Besides this targeting of a shard via the connection string, I think the DML queries (submitted by the apps) remain the same [2].

--

1: “In direct, key-based, routing to a shard, a connection is established to a single, relevant shard which contains the data pertinent to the required transaction using a sharding key.” [source]
2: ”
Once the session is established with a shard, all SQL queries and DMLs are supported and executed in the scope of the given shard.”  [source]
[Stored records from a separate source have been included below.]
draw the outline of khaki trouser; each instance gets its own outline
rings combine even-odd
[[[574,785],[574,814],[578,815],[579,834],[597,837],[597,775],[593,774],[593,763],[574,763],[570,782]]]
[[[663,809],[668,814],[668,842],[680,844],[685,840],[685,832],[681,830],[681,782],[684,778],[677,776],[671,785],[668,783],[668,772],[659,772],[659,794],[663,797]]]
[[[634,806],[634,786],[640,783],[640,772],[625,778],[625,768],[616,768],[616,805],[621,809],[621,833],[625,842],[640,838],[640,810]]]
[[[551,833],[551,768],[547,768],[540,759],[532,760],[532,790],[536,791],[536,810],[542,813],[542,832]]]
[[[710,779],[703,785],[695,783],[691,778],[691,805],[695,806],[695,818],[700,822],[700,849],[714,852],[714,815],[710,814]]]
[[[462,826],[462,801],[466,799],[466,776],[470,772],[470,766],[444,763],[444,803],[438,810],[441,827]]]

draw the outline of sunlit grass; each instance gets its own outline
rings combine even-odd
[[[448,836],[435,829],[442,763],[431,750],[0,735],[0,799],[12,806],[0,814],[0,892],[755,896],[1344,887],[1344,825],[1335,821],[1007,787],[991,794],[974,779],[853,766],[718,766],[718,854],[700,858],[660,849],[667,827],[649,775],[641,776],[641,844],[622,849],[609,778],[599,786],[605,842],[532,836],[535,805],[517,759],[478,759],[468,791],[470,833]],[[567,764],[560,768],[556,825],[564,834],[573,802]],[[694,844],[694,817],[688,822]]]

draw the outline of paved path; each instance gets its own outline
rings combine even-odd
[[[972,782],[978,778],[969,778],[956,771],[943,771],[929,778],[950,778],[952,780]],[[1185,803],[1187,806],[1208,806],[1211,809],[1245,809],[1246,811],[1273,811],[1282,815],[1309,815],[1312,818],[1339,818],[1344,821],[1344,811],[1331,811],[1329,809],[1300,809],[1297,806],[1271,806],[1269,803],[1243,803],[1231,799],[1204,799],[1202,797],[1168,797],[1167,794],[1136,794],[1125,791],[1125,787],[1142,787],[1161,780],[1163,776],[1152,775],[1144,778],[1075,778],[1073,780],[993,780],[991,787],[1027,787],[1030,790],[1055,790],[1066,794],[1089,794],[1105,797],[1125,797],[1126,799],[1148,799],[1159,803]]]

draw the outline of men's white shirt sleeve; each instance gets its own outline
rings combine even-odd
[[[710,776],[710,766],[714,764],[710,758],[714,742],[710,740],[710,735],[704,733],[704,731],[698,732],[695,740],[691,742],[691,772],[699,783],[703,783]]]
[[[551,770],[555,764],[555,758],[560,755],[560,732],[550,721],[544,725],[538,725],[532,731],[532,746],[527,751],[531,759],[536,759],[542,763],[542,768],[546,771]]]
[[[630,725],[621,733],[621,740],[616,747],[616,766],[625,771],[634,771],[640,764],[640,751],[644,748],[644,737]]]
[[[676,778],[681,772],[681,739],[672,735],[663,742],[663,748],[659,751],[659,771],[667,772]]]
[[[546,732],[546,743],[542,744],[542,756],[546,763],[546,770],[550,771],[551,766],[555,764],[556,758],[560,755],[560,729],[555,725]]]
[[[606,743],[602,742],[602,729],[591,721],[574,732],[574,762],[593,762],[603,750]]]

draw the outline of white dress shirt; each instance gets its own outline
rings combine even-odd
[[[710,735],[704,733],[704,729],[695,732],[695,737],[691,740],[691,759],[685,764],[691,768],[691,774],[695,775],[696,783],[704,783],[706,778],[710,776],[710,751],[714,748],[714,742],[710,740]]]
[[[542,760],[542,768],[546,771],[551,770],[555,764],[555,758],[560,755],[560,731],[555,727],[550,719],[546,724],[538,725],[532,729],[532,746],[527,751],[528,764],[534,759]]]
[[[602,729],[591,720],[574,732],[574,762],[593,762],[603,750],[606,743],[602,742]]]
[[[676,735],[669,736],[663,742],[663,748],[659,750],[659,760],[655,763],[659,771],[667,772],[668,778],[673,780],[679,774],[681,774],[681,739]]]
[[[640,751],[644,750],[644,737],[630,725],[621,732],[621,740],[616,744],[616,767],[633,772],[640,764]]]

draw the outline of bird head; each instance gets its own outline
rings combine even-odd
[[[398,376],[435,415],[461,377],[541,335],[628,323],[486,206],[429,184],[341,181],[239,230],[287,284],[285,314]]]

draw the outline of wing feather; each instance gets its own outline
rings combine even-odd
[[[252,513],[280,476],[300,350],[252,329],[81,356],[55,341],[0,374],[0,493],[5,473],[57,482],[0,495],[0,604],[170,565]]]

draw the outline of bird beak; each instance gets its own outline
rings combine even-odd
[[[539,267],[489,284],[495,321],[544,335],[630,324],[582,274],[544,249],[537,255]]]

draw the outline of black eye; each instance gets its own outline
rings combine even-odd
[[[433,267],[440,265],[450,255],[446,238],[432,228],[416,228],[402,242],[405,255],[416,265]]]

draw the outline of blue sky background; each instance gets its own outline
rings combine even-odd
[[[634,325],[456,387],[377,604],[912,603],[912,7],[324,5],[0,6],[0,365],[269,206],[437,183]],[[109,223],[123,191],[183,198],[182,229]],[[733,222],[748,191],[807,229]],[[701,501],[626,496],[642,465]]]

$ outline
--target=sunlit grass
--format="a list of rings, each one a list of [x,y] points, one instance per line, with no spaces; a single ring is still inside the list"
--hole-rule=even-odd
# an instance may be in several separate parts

The DDL is changed: you will use a specific type of DDL (“CREATE SHARDED TABLE”); and will add some commonly accessed read-only tables to all your shards, to avoid having to access several shards for a single transaction. Those tables are called “duplicated tables” (“CREATE DUPLICATED TABLE”).
Duplicated tables are implemented under the hood thanks to materialized views.
You define your sharding according to principles similar to partitioning:
you can choose to have your data evenly and randomly distributed across shards, in order to ensure load balancing across your Oracle instances.
But you can also choose to first partition your tables based on a list (e.g. date, location) or range of rows in your table.

Licensing:

For a sharded database (SDB) with 3 or fewer primary shards (in contrast with replicated shards, thanks to DataGuard or Golden Gate), Oracle Sharding is included with EE (includes Data Guard). No limit on number of standby shards.
For an SDB with more than 3 primary shards, in addition to EE, all shards must be licensed either for Active Data Guard, Oracle GoldenGate or RAC.